Businesses are blaming increased costs for the price increases such as the minimum wage increase, the doubling of sick leave, never-ending global supply chain issues as well as COVID-19.
But despite that Parker wouldn't accept the Government could have contributed to inflation by increasing business costs.
"What I said was, 'I don't accept the idea we've caused inflation' and I don't."
National Deputy Leader Nicola Willis, who joined Parker on AM, accused the Government of "throwing its hands up" and blaming Ukraine.
"New Zealanders are really struggling so it's not enough for the Government to throw up its hands and say, 'This is all because of a conflict on the other side of the world'. The reality is New Zealand's inflation last year was 5.9 percent - well ahead of countries we compare ourselves with.."

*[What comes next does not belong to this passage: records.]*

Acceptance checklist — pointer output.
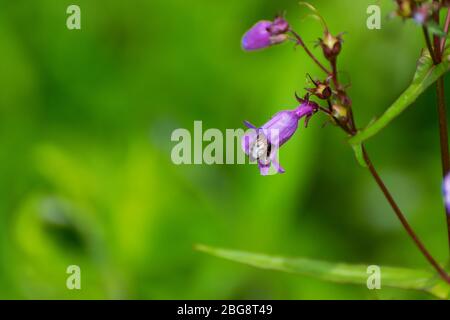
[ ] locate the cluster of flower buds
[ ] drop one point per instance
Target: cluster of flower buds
(262, 144)
(420, 11)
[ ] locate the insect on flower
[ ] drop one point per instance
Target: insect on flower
(262, 144)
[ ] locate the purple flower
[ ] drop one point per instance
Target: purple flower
(265, 34)
(446, 191)
(262, 144)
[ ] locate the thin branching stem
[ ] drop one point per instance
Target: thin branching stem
(436, 53)
(403, 219)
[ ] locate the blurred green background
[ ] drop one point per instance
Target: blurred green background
(87, 179)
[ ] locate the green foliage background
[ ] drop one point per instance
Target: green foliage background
(85, 169)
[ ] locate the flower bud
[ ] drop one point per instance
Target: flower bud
(322, 90)
(422, 14)
(265, 34)
(339, 112)
(331, 45)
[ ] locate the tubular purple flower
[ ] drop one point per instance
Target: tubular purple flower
(262, 144)
(446, 191)
(265, 34)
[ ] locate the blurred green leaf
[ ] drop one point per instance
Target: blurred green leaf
(401, 278)
(426, 75)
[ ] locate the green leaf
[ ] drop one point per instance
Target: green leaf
(402, 278)
(425, 76)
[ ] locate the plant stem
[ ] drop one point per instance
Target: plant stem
(443, 132)
(301, 43)
(403, 219)
(440, 92)
(446, 28)
(429, 45)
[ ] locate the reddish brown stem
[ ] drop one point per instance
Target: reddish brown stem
(403, 219)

Parker took issue with the statement jumping in to say, "Well that's not true".
Willis then continued saying, "Australia at 3.5 percent. Those numbers are accurate David."
Parker butted in again to point out the US and much of Europe were also experiencing high inflation.

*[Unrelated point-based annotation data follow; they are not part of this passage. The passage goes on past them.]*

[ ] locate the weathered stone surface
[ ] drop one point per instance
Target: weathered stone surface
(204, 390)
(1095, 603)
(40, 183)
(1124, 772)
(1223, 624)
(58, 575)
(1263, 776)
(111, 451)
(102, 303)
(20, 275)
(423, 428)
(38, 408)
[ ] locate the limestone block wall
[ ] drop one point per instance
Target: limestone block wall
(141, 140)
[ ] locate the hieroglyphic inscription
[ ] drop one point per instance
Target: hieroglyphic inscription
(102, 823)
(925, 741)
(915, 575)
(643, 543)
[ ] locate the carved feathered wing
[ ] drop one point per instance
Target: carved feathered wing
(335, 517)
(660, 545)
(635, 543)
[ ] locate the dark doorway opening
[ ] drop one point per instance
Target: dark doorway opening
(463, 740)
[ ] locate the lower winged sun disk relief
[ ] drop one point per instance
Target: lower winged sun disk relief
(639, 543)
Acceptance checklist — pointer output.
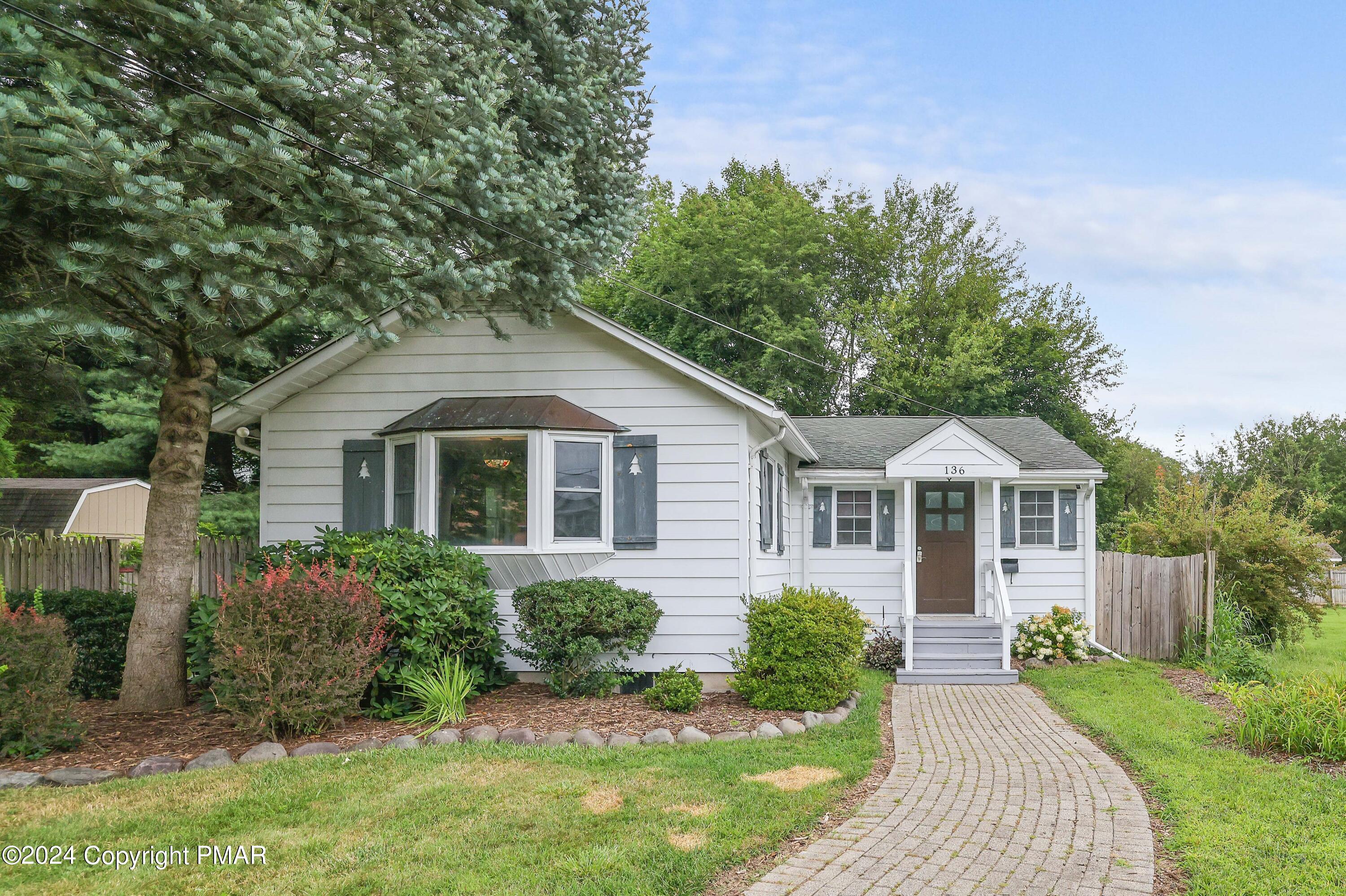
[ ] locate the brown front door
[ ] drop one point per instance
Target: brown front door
(945, 548)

"US 7 percent, Europe the same as us," he interjected. "Australia is the only one that is behind us."
Willis then continued saying a number of countries are behind us and it's only getting worse.
"I talk to Kiwis who just feel like they're treading water. They can't get ahead, their wages aren't keeping up with the price of groceries, of rent. You know something like rent, is David really saying that because [Vladimir] Putin invaded Ukraine rents in New Zealand are at a record high?" Willis asked.
"No I am not," Parker said before Willis interjected saying "rents have gone up $50 in the past year alone."
Parker then jumped back in taking a jab at Willis for talking too much.
"I know you want to talk the whole time Nicola, but this is meant to be a debate."
The pair went on to bicker about what the solution to the cost of living was, with Willis calling for tax cuts while Parker accused her of increasing inequality.
"Your answer is to give tax cuts to people like me of $8000 a year and someone who is a low-income earner $2 or $3 a week. That's the difference between you and me - you would increase inequality in your fictional solving of the inflation problem," Parker said.
The Government recently slashed petrol taxes in an effort to help struggling Kiwis. Ardern also pointed to pre-planned benefit increases and the winter energy payment as other measures. Meanwhile National is suggesting tax cuts to help ease the pressure.
High inflation isn't unique to New Zealand with the United States hitting a 40 year high of 7.9 percent. The United Kingdom is also dealing with record inflation of 6.2 percent and the rate for the European Union reached an all-time high of 5.60 percent. Australia is the outlier with relatively low inflation of just 3.5 percent.